What is the chance that 2 scanned licence plates from 2 different cameras are from the same vehicle?

40 Views Asked by At

Suppose I have to ANPR (automatic number plate recognition) cameras, which scan licence plates of vehicles. Most of the scanned vehicles have licence plates containing 6 characters, but some have a different number. Also, the scans are not done optimal, so the result of the ANPR software is a list of characters of the licence plate and for each character a probability that this is the correct character.

For example, if a camera gives me the result ['A', 'B', 'C', '1', '2', '3'] and [0.89, 0.78, 0.94, 0.56, 0.78] then the chance that the first character is an A is 89% and that it isn't an A is 11%, the chance that the second character is a B is 78%, etc.

Suppose I get 2 results in a format like this of licences with the same length (same amount of characters) from 2 different cameras, how do I calculate the chance that it is the licence plate from the same vehicle?

And second, how do I calculate the chance that it is the licence plate from the same vehicle if the lengths of the results from the 2 different cameras is not the same? This can happen for example when one character is missed by a camera.

1

There are 1 best solutions below

1
On BEST ANSWER

The second question is a combinatorics hell, and you should make several assumptions as @TonyK mentioned in the comments to even start to tackle the problem. I will try to answer the first, which also requires several assumptions to be made but is much easier to answer.

Let's say a license plate is composed of $n$ characters. You observe license plates in the wild, which are samples from the random vector $\boldsymbol{C} = (C_1, \ldots, C_n)$, corrupted by your devices/detectors (the software of the cameras). That is, the sample $\boldsymbol{c} = (c_1,\ldots,c_n)$ may be corrupted by camera A and what you get is $\boldsymbol{c}^A = (c_1^A,\ldots,c_n^A)$, and if it is corrupted by camera B you get $\boldsymbol{c}^B = (c_1^B,\ldots,c_n^B)$. You want to know if, given two corrupted samples $\boldsymbol{x}^A$ and $\boldsymbol{y}^B$, they come from the same original, true sample. That is, you want to compute: $$P(\boldsymbol{x} = \boldsymbol{y} | \boldsymbol{x}^A, \boldsymbol{y}^B)$$

We can express this differently by iterating through the values the random vector $\boldsymbol{C}$ can take: \begin{align} P(\boldsymbol{x} = \boldsymbol{y} | \boldsymbol{x}^A, \boldsymbol{y}^B) &= \sum_\boldsymbol{s} P(\boldsymbol{x} = \boldsymbol{s}, \boldsymbol{y} = \boldsymbol{s} | \boldsymbol{x}^A, \boldsymbol{y}^B) \\ &= \sum_\boldsymbol{s} P(\boldsymbol{x} = \boldsymbol{s} | \boldsymbol{x}^A) P(\boldsymbol{y} = \boldsymbol{s} | \boldsymbol{y}^B) \\ &= \sum_{s_1,\ldots,s_n} P((x_1,\ldots,x_n) = (s_1,\ldots,s_n) | \boldsymbol{x}^A) P((y_1,\ldots,y_n) = (s_1,\ldots,s_n) | \boldsymbol{y}^B) \\ &= \sum_{s_1,\ldots,s_n} \prod_i P(x_i = s_i | x_i^A)P(y_i = s_i | y_i^B) \end{align} We have made two assumptions here. First (second equality), that the observations $\boldsymbol{x}$ and $\boldsymbol{y}$ are independent (which may not be the case, since observing a set of plates with one camera constrains what the other will likely see, for example if they are near each other cars that appear in one might appear in the other). Second (last equality), that the individual characters in a plate are independent from each other (that might also be false, since plate numbers are generally assigned sequentially).

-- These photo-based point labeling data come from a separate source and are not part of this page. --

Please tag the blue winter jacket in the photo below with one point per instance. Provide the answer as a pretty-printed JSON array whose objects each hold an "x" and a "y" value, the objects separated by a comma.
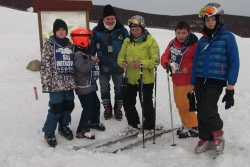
[
  {"x": 107, "y": 45},
  {"x": 216, "y": 58}
]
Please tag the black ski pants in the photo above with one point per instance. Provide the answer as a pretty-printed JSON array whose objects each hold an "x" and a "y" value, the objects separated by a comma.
[
  {"x": 209, "y": 120},
  {"x": 129, "y": 105}
]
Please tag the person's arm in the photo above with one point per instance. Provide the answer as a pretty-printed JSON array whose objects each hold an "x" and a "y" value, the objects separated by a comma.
[
  {"x": 46, "y": 66},
  {"x": 233, "y": 61},
  {"x": 154, "y": 52}
]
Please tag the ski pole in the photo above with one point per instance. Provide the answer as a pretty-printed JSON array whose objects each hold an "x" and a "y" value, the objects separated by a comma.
[
  {"x": 170, "y": 104},
  {"x": 142, "y": 104},
  {"x": 155, "y": 99}
]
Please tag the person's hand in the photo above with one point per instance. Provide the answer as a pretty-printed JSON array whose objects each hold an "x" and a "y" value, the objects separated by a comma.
[
  {"x": 228, "y": 98},
  {"x": 124, "y": 65},
  {"x": 185, "y": 71},
  {"x": 135, "y": 64}
]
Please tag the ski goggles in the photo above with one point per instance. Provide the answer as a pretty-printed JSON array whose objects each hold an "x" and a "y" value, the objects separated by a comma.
[
  {"x": 133, "y": 22},
  {"x": 82, "y": 35},
  {"x": 209, "y": 11}
]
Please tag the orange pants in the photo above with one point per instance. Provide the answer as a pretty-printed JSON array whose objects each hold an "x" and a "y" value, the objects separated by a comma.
[{"x": 188, "y": 119}]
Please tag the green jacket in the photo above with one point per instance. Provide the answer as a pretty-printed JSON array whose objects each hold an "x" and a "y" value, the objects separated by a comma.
[{"x": 146, "y": 52}]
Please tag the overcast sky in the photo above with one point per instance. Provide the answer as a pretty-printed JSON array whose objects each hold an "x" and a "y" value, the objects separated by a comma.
[{"x": 178, "y": 7}]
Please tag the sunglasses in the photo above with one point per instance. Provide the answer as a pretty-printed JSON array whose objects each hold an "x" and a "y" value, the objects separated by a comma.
[{"x": 209, "y": 11}]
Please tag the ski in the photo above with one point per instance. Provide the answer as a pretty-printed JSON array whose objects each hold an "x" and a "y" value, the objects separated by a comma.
[
  {"x": 136, "y": 141},
  {"x": 105, "y": 142}
]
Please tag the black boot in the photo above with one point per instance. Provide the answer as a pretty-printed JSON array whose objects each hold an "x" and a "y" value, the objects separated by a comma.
[
  {"x": 117, "y": 110},
  {"x": 108, "y": 108},
  {"x": 65, "y": 131},
  {"x": 50, "y": 139}
]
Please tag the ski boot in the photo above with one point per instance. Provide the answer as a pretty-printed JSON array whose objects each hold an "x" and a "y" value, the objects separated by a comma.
[{"x": 50, "y": 139}]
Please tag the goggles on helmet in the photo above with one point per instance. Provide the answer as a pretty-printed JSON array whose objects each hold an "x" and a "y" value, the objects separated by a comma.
[
  {"x": 133, "y": 22},
  {"x": 209, "y": 11}
]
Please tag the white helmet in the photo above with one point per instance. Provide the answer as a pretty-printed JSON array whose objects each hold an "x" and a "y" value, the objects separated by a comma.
[{"x": 136, "y": 21}]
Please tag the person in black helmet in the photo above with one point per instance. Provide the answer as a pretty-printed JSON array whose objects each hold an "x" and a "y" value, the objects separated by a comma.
[
  {"x": 216, "y": 65},
  {"x": 108, "y": 37}
]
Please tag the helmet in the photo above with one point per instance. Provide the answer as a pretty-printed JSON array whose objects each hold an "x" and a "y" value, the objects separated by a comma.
[
  {"x": 136, "y": 21},
  {"x": 81, "y": 37},
  {"x": 211, "y": 9}
]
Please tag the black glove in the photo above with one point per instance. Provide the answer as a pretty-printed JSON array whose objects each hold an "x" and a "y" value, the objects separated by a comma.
[
  {"x": 124, "y": 86},
  {"x": 192, "y": 102},
  {"x": 228, "y": 98},
  {"x": 168, "y": 68}
]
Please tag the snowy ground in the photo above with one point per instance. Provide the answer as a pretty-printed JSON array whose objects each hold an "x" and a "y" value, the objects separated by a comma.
[{"x": 22, "y": 117}]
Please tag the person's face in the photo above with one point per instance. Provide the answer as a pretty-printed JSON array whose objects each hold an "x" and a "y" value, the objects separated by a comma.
[
  {"x": 181, "y": 34},
  {"x": 210, "y": 22},
  {"x": 109, "y": 20},
  {"x": 136, "y": 31},
  {"x": 61, "y": 33}
]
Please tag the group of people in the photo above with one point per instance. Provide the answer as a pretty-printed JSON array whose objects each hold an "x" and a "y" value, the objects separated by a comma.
[{"x": 200, "y": 69}]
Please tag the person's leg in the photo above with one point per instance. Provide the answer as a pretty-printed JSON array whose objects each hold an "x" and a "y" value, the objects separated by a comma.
[
  {"x": 148, "y": 108},
  {"x": 105, "y": 95},
  {"x": 87, "y": 103},
  {"x": 95, "y": 121},
  {"x": 189, "y": 118},
  {"x": 56, "y": 104},
  {"x": 65, "y": 119},
  {"x": 54, "y": 113},
  {"x": 117, "y": 80},
  {"x": 209, "y": 119},
  {"x": 129, "y": 102}
]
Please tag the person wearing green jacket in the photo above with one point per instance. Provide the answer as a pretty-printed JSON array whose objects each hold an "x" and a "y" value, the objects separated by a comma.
[{"x": 139, "y": 47}]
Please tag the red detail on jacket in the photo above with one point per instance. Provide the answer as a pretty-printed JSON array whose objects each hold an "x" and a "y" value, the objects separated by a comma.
[{"x": 180, "y": 79}]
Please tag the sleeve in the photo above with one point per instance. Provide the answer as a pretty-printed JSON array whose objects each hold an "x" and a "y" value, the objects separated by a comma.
[
  {"x": 165, "y": 56},
  {"x": 93, "y": 42},
  {"x": 233, "y": 60},
  {"x": 189, "y": 64},
  {"x": 81, "y": 65},
  {"x": 46, "y": 66},
  {"x": 154, "y": 52},
  {"x": 193, "y": 73},
  {"x": 122, "y": 54}
]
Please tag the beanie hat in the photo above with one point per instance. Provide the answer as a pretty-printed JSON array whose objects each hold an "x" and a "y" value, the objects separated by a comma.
[
  {"x": 58, "y": 23},
  {"x": 108, "y": 11}
]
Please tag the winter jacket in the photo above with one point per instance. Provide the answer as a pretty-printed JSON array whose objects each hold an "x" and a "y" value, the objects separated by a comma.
[
  {"x": 216, "y": 58},
  {"x": 50, "y": 79},
  {"x": 146, "y": 52},
  {"x": 83, "y": 66},
  {"x": 107, "y": 45},
  {"x": 181, "y": 79}
]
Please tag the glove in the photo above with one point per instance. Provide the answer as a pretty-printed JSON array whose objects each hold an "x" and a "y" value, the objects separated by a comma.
[
  {"x": 192, "y": 102},
  {"x": 168, "y": 68},
  {"x": 228, "y": 98}
]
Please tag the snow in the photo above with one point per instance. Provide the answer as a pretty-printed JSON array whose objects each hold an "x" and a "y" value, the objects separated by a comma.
[{"x": 22, "y": 117}]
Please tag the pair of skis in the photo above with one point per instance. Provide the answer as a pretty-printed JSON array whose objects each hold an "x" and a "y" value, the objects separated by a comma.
[{"x": 121, "y": 146}]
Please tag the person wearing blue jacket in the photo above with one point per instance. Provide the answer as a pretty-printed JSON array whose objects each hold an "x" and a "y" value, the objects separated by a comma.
[
  {"x": 215, "y": 65},
  {"x": 108, "y": 37}
]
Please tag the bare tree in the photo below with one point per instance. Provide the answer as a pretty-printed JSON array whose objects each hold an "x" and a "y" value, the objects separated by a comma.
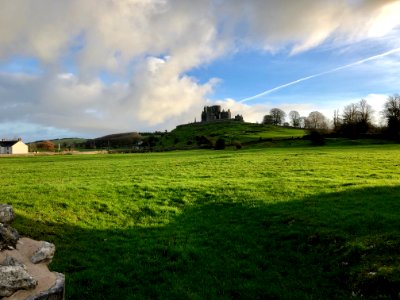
[
  {"x": 294, "y": 118},
  {"x": 350, "y": 114},
  {"x": 365, "y": 112},
  {"x": 316, "y": 120},
  {"x": 336, "y": 119},
  {"x": 278, "y": 116},
  {"x": 392, "y": 113},
  {"x": 357, "y": 118},
  {"x": 267, "y": 120}
]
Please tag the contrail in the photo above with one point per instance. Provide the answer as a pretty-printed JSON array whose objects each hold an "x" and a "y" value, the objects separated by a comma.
[{"x": 267, "y": 92}]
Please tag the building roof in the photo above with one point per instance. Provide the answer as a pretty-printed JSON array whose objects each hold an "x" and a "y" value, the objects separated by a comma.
[{"x": 5, "y": 143}]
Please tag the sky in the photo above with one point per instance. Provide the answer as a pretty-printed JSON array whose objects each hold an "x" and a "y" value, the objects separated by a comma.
[{"x": 87, "y": 68}]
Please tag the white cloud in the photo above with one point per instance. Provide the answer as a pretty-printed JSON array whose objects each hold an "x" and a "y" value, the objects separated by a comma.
[{"x": 154, "y": 44}]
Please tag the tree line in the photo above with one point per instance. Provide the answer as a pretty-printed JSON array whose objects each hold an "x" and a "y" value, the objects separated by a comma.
[{"x": 356, "y": 119}]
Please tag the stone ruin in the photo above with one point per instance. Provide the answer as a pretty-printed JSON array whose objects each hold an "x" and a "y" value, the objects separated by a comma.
[{"x": 24, "y": 273}]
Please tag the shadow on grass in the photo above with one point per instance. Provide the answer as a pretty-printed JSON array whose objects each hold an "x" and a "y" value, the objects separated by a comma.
[{"x": 341, "y": 245}]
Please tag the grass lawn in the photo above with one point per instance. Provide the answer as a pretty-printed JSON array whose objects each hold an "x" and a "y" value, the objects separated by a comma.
[{"x": 277, "y": 223}]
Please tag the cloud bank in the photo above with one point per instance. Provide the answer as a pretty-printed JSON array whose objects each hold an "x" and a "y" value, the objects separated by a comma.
[{"x": 146, "y": 49}]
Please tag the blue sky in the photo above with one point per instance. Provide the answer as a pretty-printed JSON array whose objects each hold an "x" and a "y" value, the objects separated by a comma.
[{"x": 90, "y": 68}]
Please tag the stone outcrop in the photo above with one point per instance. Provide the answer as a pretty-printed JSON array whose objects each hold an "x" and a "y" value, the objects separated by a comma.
[
  {"x": 44, "y": 253},
  {"x": 24, "y": 272}
]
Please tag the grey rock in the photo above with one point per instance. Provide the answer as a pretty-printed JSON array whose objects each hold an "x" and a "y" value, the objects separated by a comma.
[
  {"x": 8, "y": 237},
  {"x": 6, "y": 213},
  {"x": 11, "y": 261},
  {"x": 14, "y": 278},
  {"x": 44, "y": 253},
  {"x": 56, "y": 292}
]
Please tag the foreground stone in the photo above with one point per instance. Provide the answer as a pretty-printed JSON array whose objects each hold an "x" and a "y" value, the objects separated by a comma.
[
  {"x": 14, "y": 278},
  {"x": 8, "y": 237},
  {"x": 44, "y": 253},
  {"x": 50, "y": 285},
  {"x": 6, "y": 213}
]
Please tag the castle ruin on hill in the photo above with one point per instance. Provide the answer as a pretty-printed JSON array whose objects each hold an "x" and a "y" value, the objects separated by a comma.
[{"x": 214, "y": 113}]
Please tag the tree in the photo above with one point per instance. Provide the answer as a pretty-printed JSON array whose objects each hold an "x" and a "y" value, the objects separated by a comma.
[
  {"x": 357, "y": 119},
  {"x": 220, "y": 144},
  {"x": 392, "y": 114},
  {"x": 294, "y": 118},
  {"x": 316, "y": 120},
  {"x": 278, "y": 116},
  {"x": 337, "y": 121},
  {"x": 45, "y": 145}
]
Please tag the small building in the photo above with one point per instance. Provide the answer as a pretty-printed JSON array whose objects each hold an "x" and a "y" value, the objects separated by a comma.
[
  {"x": 13, "y": 147},
  {"x": 214, "y": 113}
]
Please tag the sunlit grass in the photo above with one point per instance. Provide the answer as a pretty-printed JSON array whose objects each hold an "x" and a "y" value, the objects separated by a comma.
[{"x": 300, "y": 223}]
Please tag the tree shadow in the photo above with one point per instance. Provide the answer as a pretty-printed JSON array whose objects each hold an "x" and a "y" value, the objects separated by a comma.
[{"x": 336, "y": 246}]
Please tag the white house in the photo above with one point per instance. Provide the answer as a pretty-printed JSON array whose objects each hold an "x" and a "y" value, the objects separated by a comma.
[{"x": 13, "y": 147}]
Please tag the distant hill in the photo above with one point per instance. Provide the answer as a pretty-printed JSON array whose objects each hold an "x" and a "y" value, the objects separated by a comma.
[
  {"x": 189, "y": 136},
  {"x": 231, "y": 131}
]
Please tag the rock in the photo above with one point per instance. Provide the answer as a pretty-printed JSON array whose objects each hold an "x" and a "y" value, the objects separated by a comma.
[
  {"x": 56, "y": 292},
  {"x": 14, "y": 278},
  {"x": 6, "y": 213},
  {"x": 44, "y": 253},
  {"x": 11, "y": 261},
  {"x": 8, "y": 237}
]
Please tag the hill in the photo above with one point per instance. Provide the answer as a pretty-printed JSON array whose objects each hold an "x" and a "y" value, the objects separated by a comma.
[
  {"x": 233, "y": 132},
  {"x": 189, "y": 136}
]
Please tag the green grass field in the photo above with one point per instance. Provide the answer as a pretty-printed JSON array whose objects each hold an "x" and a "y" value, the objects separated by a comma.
[
  {"x": 278, "y": 223},
  {"x": 230, "y": 131}
]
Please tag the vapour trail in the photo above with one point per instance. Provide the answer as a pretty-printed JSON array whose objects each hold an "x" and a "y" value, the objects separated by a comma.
[{"x": 267, "y": 92}]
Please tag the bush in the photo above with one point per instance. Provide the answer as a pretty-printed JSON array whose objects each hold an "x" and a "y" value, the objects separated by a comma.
[
  {"x": 220, "y": 144},
  {"x": 316, "y": 138},
  {"x": 238, "y": 145}
]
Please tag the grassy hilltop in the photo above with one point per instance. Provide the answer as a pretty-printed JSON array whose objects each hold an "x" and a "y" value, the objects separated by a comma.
[
  {"x": 232, "y": 132},
  {"x": 277, "y": 223}
]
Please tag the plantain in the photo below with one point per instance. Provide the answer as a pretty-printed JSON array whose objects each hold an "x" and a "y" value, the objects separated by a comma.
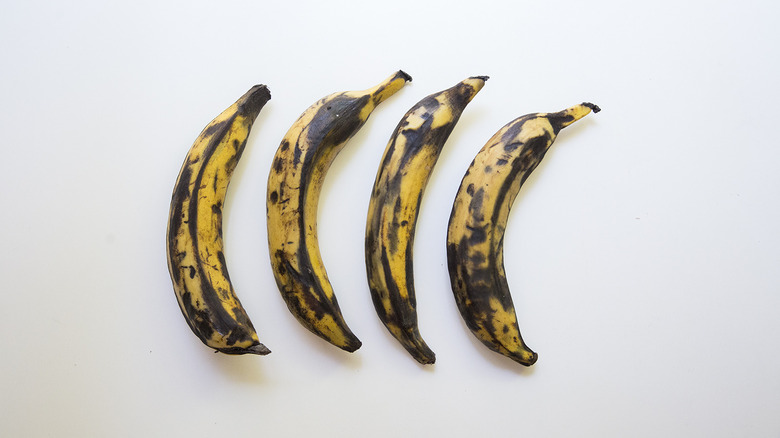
[
  {"x": 406, "y": 167},
  {"x": 294, "y": 184},
  {"x": 475, "y": 234},
  {"x": 196, "y": 259}
]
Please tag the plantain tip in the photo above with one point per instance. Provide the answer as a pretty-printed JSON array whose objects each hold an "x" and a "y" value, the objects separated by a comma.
[{"x": 405, "y": 75}]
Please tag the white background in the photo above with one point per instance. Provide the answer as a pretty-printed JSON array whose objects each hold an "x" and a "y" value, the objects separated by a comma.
[{"x": 642, "y": 254}]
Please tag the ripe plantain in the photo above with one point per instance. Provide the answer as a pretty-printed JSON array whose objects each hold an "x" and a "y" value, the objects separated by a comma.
[
  {"x": 294, "y": 184},
  {"x": 475, "y": 235},
  {"x": 406, "y": 167},
  {"x": 196, "y": 260}
]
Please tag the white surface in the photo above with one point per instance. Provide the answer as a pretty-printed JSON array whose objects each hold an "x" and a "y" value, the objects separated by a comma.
[{"x": 642, "y": 253}]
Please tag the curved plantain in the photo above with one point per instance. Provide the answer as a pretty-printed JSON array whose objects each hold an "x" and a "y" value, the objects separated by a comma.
[
  {"x": 294, "y": 184},
  {"x": 409, "y": 158},
  {"x": 196, "y": 259},
  {"x": 475, "y": 236}
]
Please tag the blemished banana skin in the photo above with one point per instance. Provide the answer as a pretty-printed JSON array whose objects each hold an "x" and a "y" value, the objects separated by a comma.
[
  {"x": 196, "y": 258},
  {"x": 294, "y": 185},
  {"x": 475, "y": 234},
  {"x": 406, "y": 167}
]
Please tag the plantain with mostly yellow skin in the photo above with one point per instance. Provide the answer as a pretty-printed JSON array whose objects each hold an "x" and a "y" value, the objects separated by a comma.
[
  {"x": 294, "y": 184},
  {"x": 475, "y": 235},
  {"x": 406, "y": 167},
  {"x": 196, "y": 260}
]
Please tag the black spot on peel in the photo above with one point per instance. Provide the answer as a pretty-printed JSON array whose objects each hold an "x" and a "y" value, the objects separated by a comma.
[
  {"x": 477, "y": 236},
  {"x": 198, "y": 320},
  {"x": 278, "y": 165},
  {"x": 475, "y": 205}
]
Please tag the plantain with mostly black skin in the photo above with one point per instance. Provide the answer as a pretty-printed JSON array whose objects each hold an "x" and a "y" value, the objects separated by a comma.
[
  {"x": 403, "y": 174},
  {"x": 196, "y": 259},
  {"x": 475, "y": 235}
]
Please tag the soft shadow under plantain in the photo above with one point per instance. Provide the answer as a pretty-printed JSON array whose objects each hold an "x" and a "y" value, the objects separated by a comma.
[{"x": 496, "y": 359}]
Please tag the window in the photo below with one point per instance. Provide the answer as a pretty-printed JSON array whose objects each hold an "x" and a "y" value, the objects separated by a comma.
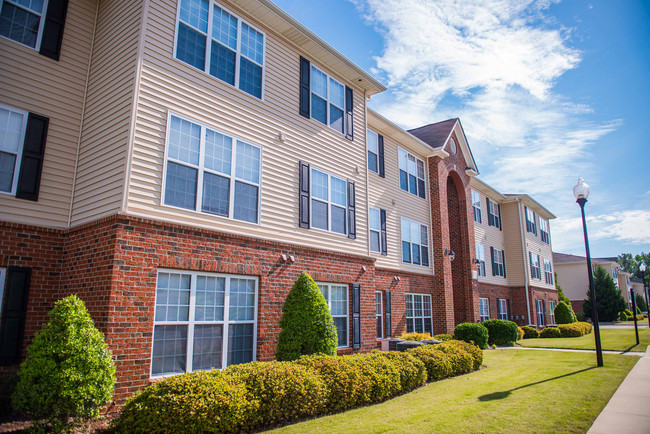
[
  {"x": 418, "y": 313},
  {"x": 502, "y": 308},
  {"x": 411, "y": 173},
  {"x": 476, "y": 206},
  {"x": 337, "y": 300},
  {"x": 548, "y": 271},
  {"x": 484, "y": 309},
  {"x": 543, "y": 231},
  {"x": 415, "y": 242},
  {"x": 480, "y": 257},
  {"x": 203, "y": 321},
  {"x": 215, "y": 41},
  {"x": 531, "y": 225},
  {"x": 535, "y": 270},
  {"x": 498, "y": 262},
  {"x": 328, "y": 202},
  {"x": 211, "y": 172},
  {"x": 379, "y": 314}
]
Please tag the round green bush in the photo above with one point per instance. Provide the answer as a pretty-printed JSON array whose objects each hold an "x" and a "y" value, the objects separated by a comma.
[
  {"x": 564, "y": 314},
  {"x": 530, "y": 332},
  {"x": 205, "y": 401},
  {"x": 501, "y": 331},
  {"x": 284, "y": 390},
  {"x": 550, "y": 332},
  {"x": 69, "y": 371},
  {"x": 307, "y": 325},
  {"x": 472, "y": 332}
]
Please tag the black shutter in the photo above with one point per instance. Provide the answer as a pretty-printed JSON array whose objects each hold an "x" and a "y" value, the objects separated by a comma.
[
  {"x": 31, "y": 166},
  {"x": 380, "y": 149},
  {"x": 304, "y": 195},
  {"x": 356, "y": 315},
  {"x": 352, "y": 214},
  {"x": 53, "y": 28},
  {"x": 349, "y": 113},
  {"x": 383, "y": 239},
  {"x": 387, "y": 303},
  {"x": 305, "y": 70},
  {"x": 14, "y": 309}
]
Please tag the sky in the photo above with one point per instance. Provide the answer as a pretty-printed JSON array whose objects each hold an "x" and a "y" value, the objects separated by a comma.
[{"x": 547, "y": 91}]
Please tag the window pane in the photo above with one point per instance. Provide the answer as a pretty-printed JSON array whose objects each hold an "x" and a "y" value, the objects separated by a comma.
[
  {"x": 246, "y": 202},
  {"x": 180, "y": 188},
  {"x": 216, "y": 194},
  {"x": 208, "y": 342}
]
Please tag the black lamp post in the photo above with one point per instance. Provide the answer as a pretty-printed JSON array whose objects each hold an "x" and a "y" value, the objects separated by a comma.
[{"x": 581, "y": 192}]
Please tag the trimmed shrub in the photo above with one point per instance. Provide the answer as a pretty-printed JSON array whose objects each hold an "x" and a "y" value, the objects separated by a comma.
[
  {"x": 69, "y": 371},
  {"x": 501, "y": 331},
  {"x": 413, "y": 336},
  {"x": 307, "y": 325},
  {"x": 205, "y": 401},
  {"x": 284, "y": 390},
  {"x": 550, "y": 332},
  {"x": 530, "y": 332},
  {"x": 472, "y": 332}
]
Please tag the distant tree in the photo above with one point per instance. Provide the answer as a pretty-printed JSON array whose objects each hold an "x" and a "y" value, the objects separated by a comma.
[{"x": 609, "y": 300}]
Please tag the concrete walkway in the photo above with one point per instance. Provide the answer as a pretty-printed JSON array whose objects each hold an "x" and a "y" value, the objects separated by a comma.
[{"x": 628, "y": 411}]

Now, we need to know $P(x_i = s_i | x_i^A)$, that is, the probability that the true $i$-th character is $s_i$ given that the observed $i$-th character is $x_i^A$. The best way to do that would be to calibrate these values running the system on an annotated dataset. However, we already know $P(x_i = s_i | x_i^A)$ when $s_i = x_i^A$ because that's the score your algorithm returns for character $i$. For the other cases we can make the (yet another!) assumption that the probability is equally distributed among them. That is: $$P(x_i = s_i | x_i^A) = \begin{cases} \text{score}_A(i)\quad &\text{if } s_i = x_i^A\\ \frac{1-\text{score}_A(i)}{M-1}\quad &\text{otherwise} \end{cases}$$

Here $M$ is the size of the character set. The same reasoning applies to $P(y_i = s_i | y_i^B)$. Naturally, this is not amenable to be calculated by hand on a piece of paper, but you can easily embed the computation in your software.